First Things First: Perspective, The Big Picture, and Love
Teenagers can be maddening. They want – no, they beg, plead, and even demand – to be treated like adults, yet sometimes they act like school-age children. For parents, it seems like an impossible tight-rope to walk. You want to give them responsibility, so they can become independent. You want to prepare them for adulthood, so when they strike out on their own they have the basic skills they need for success. But when you give them more freedom and they make poor decisions that can affect their future, you question everything.
It’s easy to forget that the person living in your house who may often look and act like an adult is still basically a child. They’re learning, growing, and changing. They make poor decisions because they don’t have all the neurons in their brains to make rational, adult choices. Fact: the human brain finishes developing around the mid-twenties, and the last things to develop are pre-frontal cortex feedback mechanisms, which are structures responsible for impulse control and logical decision-making – quite literally, the things that distinguish adults from adolescents and children.
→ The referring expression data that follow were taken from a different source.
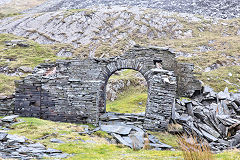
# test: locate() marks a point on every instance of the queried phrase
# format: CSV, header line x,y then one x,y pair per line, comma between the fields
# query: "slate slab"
x,y
121,140
122,130
3,136
10,118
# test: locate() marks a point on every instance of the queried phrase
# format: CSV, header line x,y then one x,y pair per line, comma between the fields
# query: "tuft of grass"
x,y
84,147
167,138
193,149
7,86
102,134
128,101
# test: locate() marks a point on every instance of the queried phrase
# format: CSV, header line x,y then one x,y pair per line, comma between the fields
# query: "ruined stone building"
x,y
75,90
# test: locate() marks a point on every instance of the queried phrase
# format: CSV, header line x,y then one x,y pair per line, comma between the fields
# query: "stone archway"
x,y
117,65
74,90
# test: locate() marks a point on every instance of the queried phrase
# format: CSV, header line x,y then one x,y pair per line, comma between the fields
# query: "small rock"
x,y
10,118
3,136
55,140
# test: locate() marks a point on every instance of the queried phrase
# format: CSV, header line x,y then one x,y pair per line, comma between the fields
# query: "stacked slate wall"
x,y
161,95
75,90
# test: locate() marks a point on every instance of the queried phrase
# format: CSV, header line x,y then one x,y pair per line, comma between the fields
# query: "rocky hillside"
x,y
210,43
216,8
83,29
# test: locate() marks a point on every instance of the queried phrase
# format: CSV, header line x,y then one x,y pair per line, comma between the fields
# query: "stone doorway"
x,y
126,92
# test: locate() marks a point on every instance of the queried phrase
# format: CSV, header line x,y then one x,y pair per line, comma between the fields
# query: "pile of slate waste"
x,y
127,129
212,116
19,147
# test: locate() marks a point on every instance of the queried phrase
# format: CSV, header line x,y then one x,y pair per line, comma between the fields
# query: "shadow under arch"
x,y
113,67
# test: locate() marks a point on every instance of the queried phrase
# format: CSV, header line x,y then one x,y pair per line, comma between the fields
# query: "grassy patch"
x,y
7,84
95,147
86,147
167,138
128,101
228,155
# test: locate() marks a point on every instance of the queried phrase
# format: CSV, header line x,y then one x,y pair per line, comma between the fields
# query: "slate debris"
x,y
211,116
127,129
19,147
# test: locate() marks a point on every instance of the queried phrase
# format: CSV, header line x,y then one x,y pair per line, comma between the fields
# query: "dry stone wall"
x,y
75,90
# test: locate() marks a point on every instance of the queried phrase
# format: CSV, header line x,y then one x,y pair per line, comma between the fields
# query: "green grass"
x,y
7,84
96,147
128,101
34,128
167,138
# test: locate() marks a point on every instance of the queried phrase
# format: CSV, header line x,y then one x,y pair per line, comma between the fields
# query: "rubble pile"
x,y
212,116
127,129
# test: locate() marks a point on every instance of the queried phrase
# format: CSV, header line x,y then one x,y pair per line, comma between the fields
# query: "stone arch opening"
x,y
126,92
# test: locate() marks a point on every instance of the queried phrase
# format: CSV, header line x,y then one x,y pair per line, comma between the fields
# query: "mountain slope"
x,y
216,8
210,43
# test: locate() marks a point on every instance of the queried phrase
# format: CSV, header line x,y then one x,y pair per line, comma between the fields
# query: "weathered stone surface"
x,y
3,136
122,130
74,90
10,118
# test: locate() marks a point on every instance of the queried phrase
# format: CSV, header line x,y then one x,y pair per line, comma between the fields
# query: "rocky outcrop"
x,y
214,8
212,116
7,105
4,1
98,29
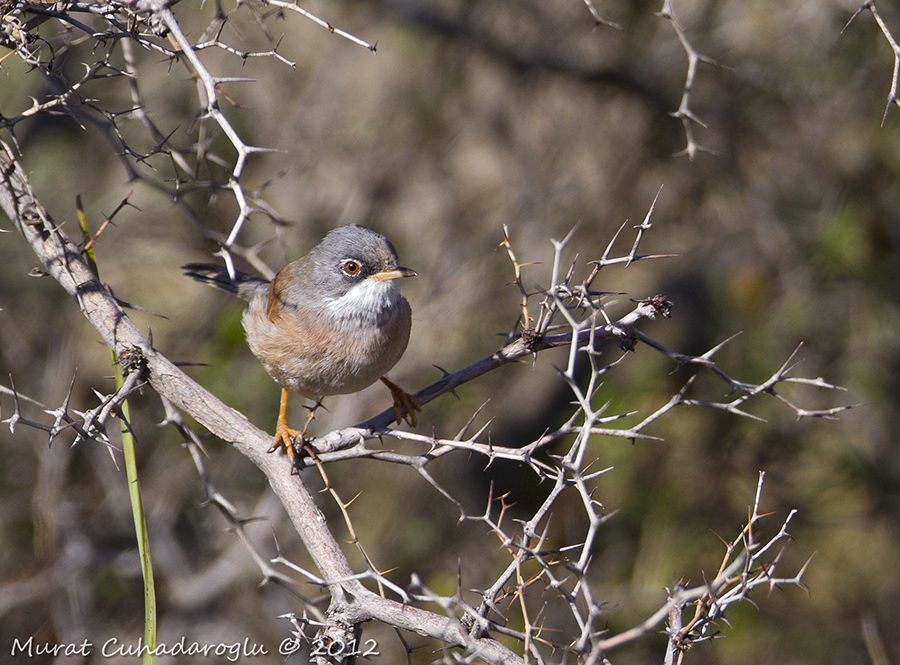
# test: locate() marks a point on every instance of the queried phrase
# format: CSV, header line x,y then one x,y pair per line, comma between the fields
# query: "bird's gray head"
x,y
353,270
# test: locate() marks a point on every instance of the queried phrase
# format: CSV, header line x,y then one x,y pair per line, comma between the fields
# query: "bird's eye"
x,y
351,267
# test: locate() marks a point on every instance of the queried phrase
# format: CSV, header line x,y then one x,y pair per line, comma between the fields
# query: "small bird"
x,y
330,323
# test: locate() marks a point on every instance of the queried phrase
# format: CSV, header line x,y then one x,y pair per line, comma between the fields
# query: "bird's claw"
x,y
405,405
285,437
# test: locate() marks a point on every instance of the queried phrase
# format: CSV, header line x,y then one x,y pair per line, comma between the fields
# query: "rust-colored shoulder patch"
x,y
275,303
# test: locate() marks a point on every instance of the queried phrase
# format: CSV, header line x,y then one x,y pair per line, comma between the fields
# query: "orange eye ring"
x,y
351,267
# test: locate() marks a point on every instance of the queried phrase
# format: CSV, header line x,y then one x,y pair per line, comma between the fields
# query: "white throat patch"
x,y
370,300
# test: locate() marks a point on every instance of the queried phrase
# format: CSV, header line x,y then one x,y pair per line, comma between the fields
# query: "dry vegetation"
x,y
549,170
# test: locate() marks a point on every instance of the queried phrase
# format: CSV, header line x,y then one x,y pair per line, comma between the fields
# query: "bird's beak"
x,y
396,273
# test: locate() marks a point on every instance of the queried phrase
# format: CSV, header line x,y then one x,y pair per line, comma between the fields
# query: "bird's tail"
x,y
242,285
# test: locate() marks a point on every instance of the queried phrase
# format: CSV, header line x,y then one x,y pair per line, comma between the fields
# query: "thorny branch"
x,y
892,99
545,583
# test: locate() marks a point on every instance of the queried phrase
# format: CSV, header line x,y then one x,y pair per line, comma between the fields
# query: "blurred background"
x,y
472,115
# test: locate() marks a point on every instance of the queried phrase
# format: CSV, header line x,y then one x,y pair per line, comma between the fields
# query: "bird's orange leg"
x,y
405,405
284,435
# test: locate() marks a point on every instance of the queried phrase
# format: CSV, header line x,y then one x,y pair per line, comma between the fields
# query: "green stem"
x,y
131,475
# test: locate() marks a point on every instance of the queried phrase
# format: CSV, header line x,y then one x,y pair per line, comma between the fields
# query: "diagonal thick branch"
x,y
351,602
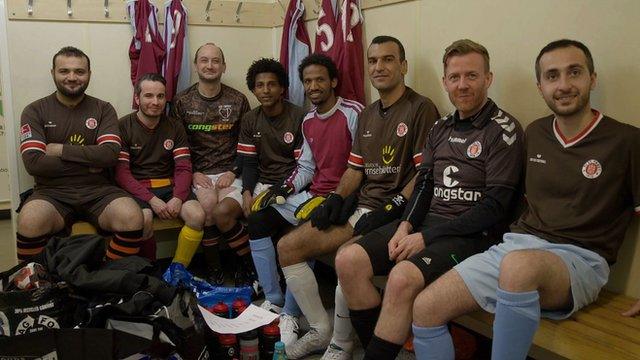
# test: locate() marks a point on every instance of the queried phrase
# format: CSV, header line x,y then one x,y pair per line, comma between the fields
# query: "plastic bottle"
x,y
269,336
228,347
249,345
278,351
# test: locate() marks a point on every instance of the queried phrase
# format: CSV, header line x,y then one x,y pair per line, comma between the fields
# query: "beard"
x,y
580,104
73,94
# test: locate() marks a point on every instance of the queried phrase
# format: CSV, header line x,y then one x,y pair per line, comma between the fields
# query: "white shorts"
x,y
353,219
234,191
588,271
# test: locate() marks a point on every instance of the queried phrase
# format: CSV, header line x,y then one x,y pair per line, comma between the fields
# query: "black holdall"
x,y
31,309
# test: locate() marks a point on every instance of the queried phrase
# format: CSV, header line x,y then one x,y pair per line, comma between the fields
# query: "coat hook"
x,y
206,11
238,12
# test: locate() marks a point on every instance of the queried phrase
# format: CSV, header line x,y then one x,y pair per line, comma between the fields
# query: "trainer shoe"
x,y
311,343
288,329
267,305
335,352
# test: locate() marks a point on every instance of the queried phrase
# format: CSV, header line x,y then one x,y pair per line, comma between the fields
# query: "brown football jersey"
x,y
388,145
212,126
582,191
466,163
89,134
152,153
275,141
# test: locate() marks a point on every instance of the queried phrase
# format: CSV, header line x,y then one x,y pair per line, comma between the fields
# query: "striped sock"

If your teenager is on the verge of getting expelled from school, remember where they are in life. They’re trying to figure things out, and your job as a parent is to help them do just that. You may have let the lines of communication go silent, but now is the time to re-establish them. That’s what we mean by perspective: you’re still the parent and they’re still the child. Don’t be afraid of re-asserting your authority. We also want to remind you that one incident – even a serious one like expulsion – will not determine the course of your child’s life. This, too, shall pass. You and your teen can recover, set things straight, and move forward.
That’s what we mean by The Big Picture.
Finally, if your teen is unruly, acting out, and doing their best to sabotage everything good about their life, we advocate something very basic: double down on the love. Problem behaviors can be the result of mental health disorders, drug use, trauma, hormones, or any number of causes. There’s one thing that helps heal in all these situations: love, and plenty of it. Your teenager is still part of your family, and your family is still the most powerful force in their life. Remind them you’re there for them unconditionally, and you’ll support them as best you can through any challenge they face. On the surface, a teenager may think this is corny – but you never know.
It might be all they need to hear.
*Please Note: Schools typically welcome the presence of special education advocates at parent meetings, but see the presence of a lawyer as confrontational. The school can bring its attorney, too – and when lawyers get involved, it often becomes difficult for both parties to cooperate on finding solutions. Save lawyers for a last resort, when you feel the school is being negligent or not taking you seriously. If you arrive with a lawyer, they’ll know right away how serious you are.